Data Collection, Tales from the Front Lines

As any DHer will spiritedly confirm, the most laborious part of any substantial DH project is, of course, the front-end data collection. This holds true to an even greater extent when your project model aims to accomodate potentially comprehensive data on a given topic, and offers not simply a tool for the analysis of such data, but also a full complement of data to analyze with the tool—all of which, in our case, concerns literary translation into the English language. Although we were given a considerable head-start courtesy of the University of Rochester’s Three-Percent Translation Database, our own project goals required an expansion of much of their data, which in turn required many hours of arduous data-filling.

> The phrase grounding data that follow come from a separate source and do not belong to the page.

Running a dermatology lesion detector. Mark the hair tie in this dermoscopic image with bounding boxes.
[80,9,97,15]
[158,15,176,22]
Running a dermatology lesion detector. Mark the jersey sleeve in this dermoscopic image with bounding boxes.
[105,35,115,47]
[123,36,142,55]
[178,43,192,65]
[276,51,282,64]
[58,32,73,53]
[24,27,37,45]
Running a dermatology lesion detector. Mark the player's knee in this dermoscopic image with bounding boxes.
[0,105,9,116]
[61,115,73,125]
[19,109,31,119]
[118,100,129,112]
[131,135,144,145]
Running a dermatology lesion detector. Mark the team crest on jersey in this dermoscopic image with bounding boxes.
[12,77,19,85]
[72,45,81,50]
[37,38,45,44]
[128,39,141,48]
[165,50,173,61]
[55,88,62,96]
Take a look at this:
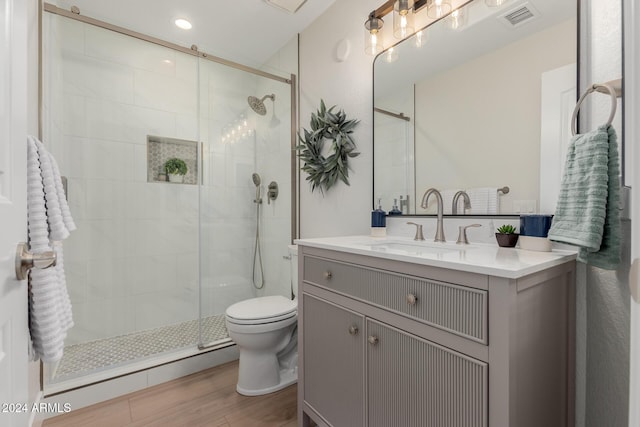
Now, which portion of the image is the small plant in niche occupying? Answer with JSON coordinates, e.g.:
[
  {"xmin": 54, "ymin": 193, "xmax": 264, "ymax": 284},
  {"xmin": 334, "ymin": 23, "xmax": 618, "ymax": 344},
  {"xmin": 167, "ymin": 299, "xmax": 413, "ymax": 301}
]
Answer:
[
  {"xmin": 164, "ymin": 157, "xmax": 188, "ymax": 182},
  {"xmin": 498, "ymin": 224, "xmax": 516, "ymax": 234},
  {"xmin": 496, "ymin": 224, "xmax": 518, "ymax": 248}
]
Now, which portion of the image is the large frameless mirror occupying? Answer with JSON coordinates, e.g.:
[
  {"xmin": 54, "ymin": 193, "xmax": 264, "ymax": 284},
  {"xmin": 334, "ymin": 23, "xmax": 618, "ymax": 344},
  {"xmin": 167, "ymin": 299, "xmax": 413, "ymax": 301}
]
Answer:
[{"xmin": 373, "ymin": 0, "xmax": 577, "ymax": 215}]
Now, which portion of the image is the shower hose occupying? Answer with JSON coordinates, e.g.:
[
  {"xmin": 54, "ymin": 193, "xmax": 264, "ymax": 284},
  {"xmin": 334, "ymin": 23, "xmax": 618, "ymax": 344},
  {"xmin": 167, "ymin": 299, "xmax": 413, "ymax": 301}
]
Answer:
[{"xmin": 251, "ymin": 197, "xmax": 264, "ymax": 289}]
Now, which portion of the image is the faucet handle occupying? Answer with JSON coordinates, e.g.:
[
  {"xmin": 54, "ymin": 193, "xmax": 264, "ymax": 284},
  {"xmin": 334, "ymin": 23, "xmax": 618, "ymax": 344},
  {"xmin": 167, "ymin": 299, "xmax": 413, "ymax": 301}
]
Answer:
[
  {"xmin": 456, "ymin": 224, "xmax": 482, "ymax": 245},
  {"xmin": 407, "ymin": 222, "xmax": 424, "ymax": 240}
]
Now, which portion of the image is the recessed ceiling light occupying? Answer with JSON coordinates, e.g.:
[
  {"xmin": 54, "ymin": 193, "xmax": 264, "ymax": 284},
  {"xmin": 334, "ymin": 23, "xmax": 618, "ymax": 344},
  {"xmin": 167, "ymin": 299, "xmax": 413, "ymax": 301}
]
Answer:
[{"xmin": 174, "ymin": 18, "xmax": 193, "ymax": 30}]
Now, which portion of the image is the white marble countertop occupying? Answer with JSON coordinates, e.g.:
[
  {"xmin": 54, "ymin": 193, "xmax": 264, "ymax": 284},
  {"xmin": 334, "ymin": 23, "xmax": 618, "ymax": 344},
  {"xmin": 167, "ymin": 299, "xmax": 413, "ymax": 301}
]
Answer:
[{"xmin": 295, "ymin": 236, "xmax": 577, "ymax": 279}]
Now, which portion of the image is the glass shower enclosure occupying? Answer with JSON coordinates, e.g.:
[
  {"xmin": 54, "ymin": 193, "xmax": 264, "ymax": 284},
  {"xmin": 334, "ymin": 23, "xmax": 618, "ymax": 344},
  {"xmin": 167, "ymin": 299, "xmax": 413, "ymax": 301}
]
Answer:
[{"xmin": 41, "ymin": 5, "xmax": 295, "ymax": 393}]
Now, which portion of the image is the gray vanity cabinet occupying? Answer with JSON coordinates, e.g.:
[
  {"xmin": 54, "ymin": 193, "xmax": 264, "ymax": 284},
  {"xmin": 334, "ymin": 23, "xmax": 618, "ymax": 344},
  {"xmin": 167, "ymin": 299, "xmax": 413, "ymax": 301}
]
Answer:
[
  {"xmin": 298, "ymin": 245, "xmax": 575, "ymax": 427},
  {"xmin": 364, "ymin": 319, "xmax": 487, "ymax": 427},
  {"xmin": 303, "ymin": 295, "xmax": 364, "ymax": 426}
]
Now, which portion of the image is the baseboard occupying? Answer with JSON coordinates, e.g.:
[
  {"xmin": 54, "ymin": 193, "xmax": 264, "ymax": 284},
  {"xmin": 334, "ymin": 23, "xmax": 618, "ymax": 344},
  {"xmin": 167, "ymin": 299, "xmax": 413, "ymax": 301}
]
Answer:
[
  {"xmin": 27, "ymin": 391, "xmax": 44, "ymax": 427},
  {"xmin": 42, "ymin": 345, "xmax": 239, "ymax": 419}
]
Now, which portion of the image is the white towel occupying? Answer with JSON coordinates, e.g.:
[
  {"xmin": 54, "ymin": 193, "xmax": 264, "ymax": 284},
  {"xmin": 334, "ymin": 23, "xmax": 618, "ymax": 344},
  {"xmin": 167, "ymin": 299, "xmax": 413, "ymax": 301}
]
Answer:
[
  {"xmin": 27, "ymin": 136, "xmax": 75, "ymax": 362},
  {"xmin": 467, "ymin": 187, "xmax": 500, "ymax": 215}
]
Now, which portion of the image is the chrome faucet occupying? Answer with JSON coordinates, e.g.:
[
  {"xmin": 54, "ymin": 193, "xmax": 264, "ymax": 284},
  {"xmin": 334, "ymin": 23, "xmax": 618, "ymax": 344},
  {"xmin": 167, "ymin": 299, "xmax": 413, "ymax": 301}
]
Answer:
[
  {"xmin": 420, "ymin": 188, "xmax": 446, "ymax": 242},
  {"xmin": 451, "ymin": 190, "xmax": 471, "ymax": 215}
]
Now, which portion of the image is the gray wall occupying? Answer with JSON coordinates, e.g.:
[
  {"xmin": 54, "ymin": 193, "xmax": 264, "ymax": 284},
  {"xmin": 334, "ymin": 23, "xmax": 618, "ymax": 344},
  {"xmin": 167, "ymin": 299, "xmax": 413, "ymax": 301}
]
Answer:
[{"xmin": 576, "ymin": 0, "xmax": 631, "ymax": 427}]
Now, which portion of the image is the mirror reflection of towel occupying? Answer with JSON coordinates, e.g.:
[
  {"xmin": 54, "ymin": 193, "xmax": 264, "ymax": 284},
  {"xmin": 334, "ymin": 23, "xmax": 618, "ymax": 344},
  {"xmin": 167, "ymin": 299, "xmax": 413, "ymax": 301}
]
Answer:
[{"xmin": 467, "ymin": 187, "xmax": 500, "ymax": 215}]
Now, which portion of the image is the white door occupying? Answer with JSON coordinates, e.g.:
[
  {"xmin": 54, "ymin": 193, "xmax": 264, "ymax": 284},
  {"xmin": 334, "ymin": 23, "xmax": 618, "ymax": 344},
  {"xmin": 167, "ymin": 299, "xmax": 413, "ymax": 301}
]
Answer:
[
  {"xmin": 0, "ymin": 0, "xmax": 30, "ymax": 427},
  {"xmin": 540, "ymin": 64, "xmax": 576, "ymax": 214}
]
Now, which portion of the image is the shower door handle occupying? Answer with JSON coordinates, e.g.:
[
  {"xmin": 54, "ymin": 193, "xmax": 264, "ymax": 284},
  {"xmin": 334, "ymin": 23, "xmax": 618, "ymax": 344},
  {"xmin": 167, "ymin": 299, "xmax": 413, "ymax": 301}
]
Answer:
[{"xmin": 15, "ymin": 242, "xmax": 57, "ymax": 280}]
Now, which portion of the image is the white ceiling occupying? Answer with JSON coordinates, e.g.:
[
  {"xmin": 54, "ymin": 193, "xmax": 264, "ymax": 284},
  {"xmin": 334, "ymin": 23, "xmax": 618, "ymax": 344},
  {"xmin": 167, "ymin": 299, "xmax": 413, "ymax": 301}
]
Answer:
[{"xmin": 53, "ymin": 0, "xmax": 335, "ymax": 67}]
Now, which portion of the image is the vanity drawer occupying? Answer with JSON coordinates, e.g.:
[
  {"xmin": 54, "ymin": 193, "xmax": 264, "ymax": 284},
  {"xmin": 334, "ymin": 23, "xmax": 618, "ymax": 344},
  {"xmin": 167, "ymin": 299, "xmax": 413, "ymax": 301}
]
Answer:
[{"xmin": 303, "ymin": 256, "xmax": 488, "ymax": 344}]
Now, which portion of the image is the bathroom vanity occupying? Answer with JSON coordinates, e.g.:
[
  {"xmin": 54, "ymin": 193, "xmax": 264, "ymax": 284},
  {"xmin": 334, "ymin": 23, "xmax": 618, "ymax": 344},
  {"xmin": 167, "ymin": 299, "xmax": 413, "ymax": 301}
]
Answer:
[{"xmin": 297, "ymin": 237, "xmax": 575, "ymax": 427}]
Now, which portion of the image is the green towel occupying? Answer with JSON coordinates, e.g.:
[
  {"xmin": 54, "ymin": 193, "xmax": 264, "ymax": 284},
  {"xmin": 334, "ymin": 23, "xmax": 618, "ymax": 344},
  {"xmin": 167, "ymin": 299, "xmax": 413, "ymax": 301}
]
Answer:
[{"xmin": 548, "ymin": 125, "xmax": 620, "ymax": 270}]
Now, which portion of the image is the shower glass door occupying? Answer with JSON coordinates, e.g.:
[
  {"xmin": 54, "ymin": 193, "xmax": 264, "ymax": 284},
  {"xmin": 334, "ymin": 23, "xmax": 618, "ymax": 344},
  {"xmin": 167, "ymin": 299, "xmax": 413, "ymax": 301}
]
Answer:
[
  {"xmin": 199, "ymin": 59, "xmax": 292, "ymax": 347},
  {"xmin": 42, "ymin": 6, "xmax": 295, "ymax": 394}
]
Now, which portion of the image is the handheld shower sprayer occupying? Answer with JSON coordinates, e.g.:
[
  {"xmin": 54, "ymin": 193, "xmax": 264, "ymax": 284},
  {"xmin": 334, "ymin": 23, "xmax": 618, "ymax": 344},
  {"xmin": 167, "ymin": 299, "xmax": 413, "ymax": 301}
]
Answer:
[
  {"xmin": 251, "ymin": 172, "xmax": 264, "ymax": 289},
  {"xmin": 251, "ymin": 172, "xmax": 262, "ymax": 204}
]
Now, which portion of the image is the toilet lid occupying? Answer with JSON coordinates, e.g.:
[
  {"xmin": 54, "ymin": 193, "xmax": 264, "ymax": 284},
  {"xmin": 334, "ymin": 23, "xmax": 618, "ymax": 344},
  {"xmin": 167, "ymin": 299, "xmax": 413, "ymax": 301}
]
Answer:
[{"xmin": 227, "ymin": 295, "xmax": 298, "ymax": 323}]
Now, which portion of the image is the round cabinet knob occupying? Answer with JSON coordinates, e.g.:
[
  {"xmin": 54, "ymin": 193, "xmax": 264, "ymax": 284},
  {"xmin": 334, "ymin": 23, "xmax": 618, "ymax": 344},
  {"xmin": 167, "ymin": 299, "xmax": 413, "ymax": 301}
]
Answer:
[{"xmin": 407, "ymin": 294, "xmax": 418, "ymax": 305}]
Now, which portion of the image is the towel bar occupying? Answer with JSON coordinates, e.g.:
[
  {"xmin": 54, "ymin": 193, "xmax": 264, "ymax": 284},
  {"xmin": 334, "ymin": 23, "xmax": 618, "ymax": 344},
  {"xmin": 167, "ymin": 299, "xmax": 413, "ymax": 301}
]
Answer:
[{"xmin": 571, "ymin": 79, "xmax": 622, "ymax": 135}]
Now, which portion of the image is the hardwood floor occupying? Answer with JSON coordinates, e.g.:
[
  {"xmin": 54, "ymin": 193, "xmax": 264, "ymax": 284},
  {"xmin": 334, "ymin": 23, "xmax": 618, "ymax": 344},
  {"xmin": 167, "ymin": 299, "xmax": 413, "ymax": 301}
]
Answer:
[{"xmin": 43, "ymin": 361, "xmax": 297, "ymax": 427}]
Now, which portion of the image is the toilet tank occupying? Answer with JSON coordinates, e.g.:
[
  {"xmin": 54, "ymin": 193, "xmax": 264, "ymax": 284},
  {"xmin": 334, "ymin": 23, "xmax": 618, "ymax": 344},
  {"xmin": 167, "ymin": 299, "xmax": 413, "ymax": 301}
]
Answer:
[{"xmin": 289, "ymin": 245, "xmax": 298, "ymax": 297}]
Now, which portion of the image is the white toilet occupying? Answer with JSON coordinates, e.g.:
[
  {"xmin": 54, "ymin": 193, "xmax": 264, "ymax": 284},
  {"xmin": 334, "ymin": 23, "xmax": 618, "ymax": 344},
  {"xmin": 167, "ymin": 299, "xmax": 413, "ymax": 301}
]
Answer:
[{"xmin": 226, "ymin": 245, "xmax": 298, "ymax": 396}]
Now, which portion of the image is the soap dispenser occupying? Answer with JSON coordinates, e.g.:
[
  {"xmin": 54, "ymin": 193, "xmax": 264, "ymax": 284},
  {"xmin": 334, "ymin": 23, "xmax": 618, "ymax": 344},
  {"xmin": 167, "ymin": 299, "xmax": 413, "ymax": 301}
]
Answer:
[
  {"xmin": 371, "ymin": 199, "xmax": 387, "ymax": 237},
  {"xmin": 389, "ymin": 199, "xmax": 402, "ymax": 215}
]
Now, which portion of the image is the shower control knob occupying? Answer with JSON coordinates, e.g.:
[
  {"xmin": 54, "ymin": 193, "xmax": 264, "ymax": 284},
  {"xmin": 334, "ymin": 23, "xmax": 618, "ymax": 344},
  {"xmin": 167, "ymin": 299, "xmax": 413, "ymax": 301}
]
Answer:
[
  {"xmin": 15, "ymin": 242, "xmax": 57, "ymax": 280},
  {"xmin": 407, "ymin": 294, "xmax": 418, "ymax": 305}
]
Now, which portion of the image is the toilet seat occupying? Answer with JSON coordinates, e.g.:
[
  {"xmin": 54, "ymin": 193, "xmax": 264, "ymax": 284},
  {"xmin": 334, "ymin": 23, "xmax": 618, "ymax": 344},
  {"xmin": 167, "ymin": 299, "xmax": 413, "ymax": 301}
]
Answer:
[{"xmin": 226, "ymin": 295, "xmax": 298, "ymax": 325}]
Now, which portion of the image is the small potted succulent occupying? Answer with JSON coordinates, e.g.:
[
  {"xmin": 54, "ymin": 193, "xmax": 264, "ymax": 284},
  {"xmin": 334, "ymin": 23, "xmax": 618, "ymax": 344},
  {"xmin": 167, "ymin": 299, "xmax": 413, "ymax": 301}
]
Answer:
[
  {"xmin": 164, "ymin": 157, "xmax": 187, "ymax": 182},
  {"xmin": 496, "ymin": 224, "xmax": 518, "ymax": 248}
]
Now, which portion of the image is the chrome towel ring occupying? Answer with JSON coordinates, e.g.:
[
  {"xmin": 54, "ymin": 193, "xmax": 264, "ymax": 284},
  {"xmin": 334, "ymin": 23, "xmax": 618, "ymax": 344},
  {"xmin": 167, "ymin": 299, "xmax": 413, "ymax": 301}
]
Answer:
[{"xmin": 571, "ymin": 79, "xmax": 622, "ymax": 135}]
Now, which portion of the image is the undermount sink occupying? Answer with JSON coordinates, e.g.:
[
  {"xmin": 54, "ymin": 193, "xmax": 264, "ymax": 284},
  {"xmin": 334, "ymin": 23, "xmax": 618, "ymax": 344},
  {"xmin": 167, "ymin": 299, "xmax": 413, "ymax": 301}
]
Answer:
[{"xmin": 370, "ymin": 242, "xmax": 465, "ymax": 255}]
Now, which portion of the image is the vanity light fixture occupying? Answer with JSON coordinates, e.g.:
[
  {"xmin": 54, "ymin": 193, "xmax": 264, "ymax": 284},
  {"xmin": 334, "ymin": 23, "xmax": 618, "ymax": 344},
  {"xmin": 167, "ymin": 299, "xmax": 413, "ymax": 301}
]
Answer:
[
  {"xmin": 173, "ymin": 18, "xmax": 193, "ymax": 30},
  {"xmin": 412, "ymin": 28, "xmax": 429, "ymax": 48},
  {"xmin": 364, "ymin": 10, "xmax": 384, "ymax": 56},
  {"xmin": 393, "ymin": 0, "xmax": 414, "ymax": 40},
  {"xmin": 427, "ymin": 0, "xmax": 451, "ymax": 19},
  {"xmin": 384, "ymin": 47, "xmax": 398, "ymax": 63},
  {"xmin": 484, "ymin": 0, "xmax": 509, "ymax": 7}
]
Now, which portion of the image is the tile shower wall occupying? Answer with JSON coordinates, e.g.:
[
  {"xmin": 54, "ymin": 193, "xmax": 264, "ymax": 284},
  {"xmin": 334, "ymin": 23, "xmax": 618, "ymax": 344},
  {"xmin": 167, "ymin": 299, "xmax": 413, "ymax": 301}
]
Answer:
[{"xmin": 44, "ymin": 14, "xmax": 198, "ymax": 344}]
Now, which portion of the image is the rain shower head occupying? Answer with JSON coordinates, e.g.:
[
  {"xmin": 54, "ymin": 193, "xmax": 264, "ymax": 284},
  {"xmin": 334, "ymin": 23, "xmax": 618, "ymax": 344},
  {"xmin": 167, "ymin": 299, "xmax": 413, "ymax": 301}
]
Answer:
[
  {"xmin": 247, "ymin": 93, "xmax": 276, "ymax": 116},
  {"xmin": 251, "ymin": 172, "xmax": 262, "ymax": 187}
]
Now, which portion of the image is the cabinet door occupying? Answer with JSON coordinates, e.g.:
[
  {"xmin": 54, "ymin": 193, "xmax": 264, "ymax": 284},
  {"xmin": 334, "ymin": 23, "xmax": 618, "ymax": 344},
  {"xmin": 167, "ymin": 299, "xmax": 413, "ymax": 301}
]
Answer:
[
  {"xmin": 303, "ymin": 295, "xmax": 364, "ymax": 427},
  {"xmin": 367, "ymin": 319, "xmax": 487, "ymax": 427}
]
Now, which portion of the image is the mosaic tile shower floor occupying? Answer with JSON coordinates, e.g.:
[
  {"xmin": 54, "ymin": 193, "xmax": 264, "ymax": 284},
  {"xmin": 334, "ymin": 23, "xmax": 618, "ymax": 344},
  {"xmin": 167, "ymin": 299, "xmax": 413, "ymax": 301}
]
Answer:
[{"xmin": 52, "ymin": 314, "xmax": 229, "ymax": 382}]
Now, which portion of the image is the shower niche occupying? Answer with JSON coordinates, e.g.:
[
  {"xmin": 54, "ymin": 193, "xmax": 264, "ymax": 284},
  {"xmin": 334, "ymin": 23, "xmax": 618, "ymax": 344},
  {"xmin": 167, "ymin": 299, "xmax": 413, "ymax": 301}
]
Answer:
[{"xmin": 147, "ymin": 135, "xmax": 198, "ymax": 185}]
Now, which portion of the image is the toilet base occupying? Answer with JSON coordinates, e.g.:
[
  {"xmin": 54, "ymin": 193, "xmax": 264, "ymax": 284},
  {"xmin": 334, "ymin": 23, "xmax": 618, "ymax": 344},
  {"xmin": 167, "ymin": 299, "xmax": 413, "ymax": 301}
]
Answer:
[{"xmin": 236, "ymin": 367, "xmax": 298, "ymax": 396}]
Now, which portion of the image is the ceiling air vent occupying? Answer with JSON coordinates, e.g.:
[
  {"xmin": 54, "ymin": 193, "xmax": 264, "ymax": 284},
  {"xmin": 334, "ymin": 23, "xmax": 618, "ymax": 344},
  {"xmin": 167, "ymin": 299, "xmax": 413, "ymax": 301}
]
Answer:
[
  {"xmin": 500, "ymin": 3, "xmax": 539, "ymax": 27},
  {"xmin": 265, "ymin": 0, "xmax": 307, "ymax": 13}
]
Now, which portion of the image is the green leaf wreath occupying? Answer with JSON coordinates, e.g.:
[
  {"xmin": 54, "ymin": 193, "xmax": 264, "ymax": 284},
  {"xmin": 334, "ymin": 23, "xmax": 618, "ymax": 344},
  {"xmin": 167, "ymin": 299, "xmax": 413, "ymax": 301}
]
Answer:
[{"xmin": 296, "ymin": 100, "xmax": 360, "ymax": 194}]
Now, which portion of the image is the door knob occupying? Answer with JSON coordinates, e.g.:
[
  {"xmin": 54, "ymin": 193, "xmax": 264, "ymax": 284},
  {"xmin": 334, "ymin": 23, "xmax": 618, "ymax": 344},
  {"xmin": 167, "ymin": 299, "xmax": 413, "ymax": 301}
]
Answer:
[
  {"xmin": 16, "ymin": 242, "xmax": 57, "ymax": 280},
  {"xmin": 407, "ymin": 294, "xmax": 418, "ymax": 305}
]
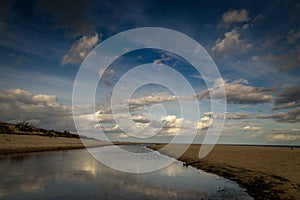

I have been focused primarily on the translator set of nodes, and alongside a number of research assistants at UCLA—under the direction of Dawn—was tasked with filling out additional information about the translators of our dataset. This included translator gender, nationality, type (freelance, professional, academic, author), and affiliation (university, press, organization, business).

A number of weeks ago I addressed some of the theoretical concerns elicited by this process, but now that we are nearing the end of the data collection process, some of the more practical questions that we’ve encountered are equally worth remarking upon. Each of these informational expansions gave rise to a different series of problems, and to address them required both reflecting on the nature of the project and anticipating the probable uses of the data.

For example, identifying the genders of the translators began with some well-meaning (but nevertheless problematic) assumptions, and we almost decided to automate the classification process fully to save time—there are a number of simple tools that will associate gender to an entry based on name, and others that attempt do so more accurately by contextualizing names with historical naming data. We chose to do so manually, but even then, as we sorted through the data, we unsurprisingly came across a number of misattributions. Further, there were many translators for whom we could not definitively confirm gender, and we eventually left the stereotyped identifications for lack of a better option.

That turned out to be one of the simpler questions, however. As we identified types of translator, we came across many folks who fit into multiple categories, and at different points in their careers. Translators went from self-identified freelancing to editorial positions, overseeing larger translation or publishing endeavors; many translators live abroad, and both “freelance” lecture on translation and “freelance” translate; others worked in university libraries and translated extensively on their own time or when they were in graduate school; and the list goes on. In many of these scenarios, multiple “types” apply to each translator, and there’s no easily defensible criteria that would accurately categorize them all.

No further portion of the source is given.